CYLINDER SEAL REPRESENTING A GROUP OF WOMEN
Black stone cylinder seal with a hole running through it and engraved all around with a figurative scene representing two women holding a symbol and a third one holding the braid of the woman in front of her. A woman dressed in a long robe with her hair unattached holds at arm's length an object in the shape of an upside down heart set on a triangle-shaped tribune. The same scene is then repeated with, this time, a second woman, identically dressed and coiffed, holding the braid of the first. The style is quite simplistic. Very fine condition.

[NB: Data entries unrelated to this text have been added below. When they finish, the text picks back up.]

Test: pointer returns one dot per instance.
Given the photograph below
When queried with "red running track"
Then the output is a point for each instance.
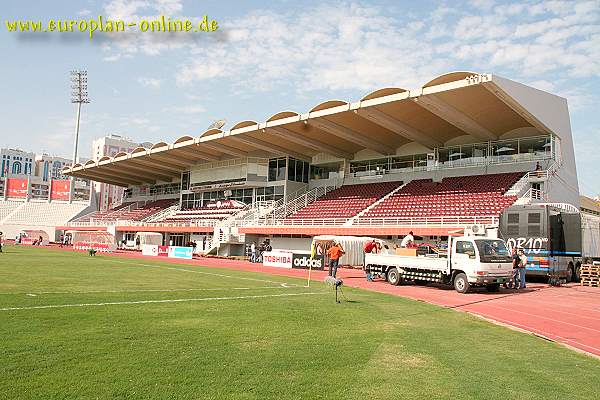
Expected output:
(569, 314)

The Jedemt Nasr period, from the Iraqi site of the same name, developed around 3000 BC, following the Uruk period. It is characterized by a proto-cuneiform writing with more abstract characters and an iconography both figurative and geometric. The seal was an object of great importance in the societies linked to Mesopotamia. It may have had many uses, either as a signature stamped on administrative documents, as a piece of identity for common individuals or as a ritual offering. Worn as a talisman, it was part of a tiara or became a pendant attached to a string thanks to a central hole. Around the middle of the 2nd millennium, the use of the dynastic seal began to spread, to such an extent that using the seal of his predecessor was, for a king, equivalent to absorbing the former's “virtues”.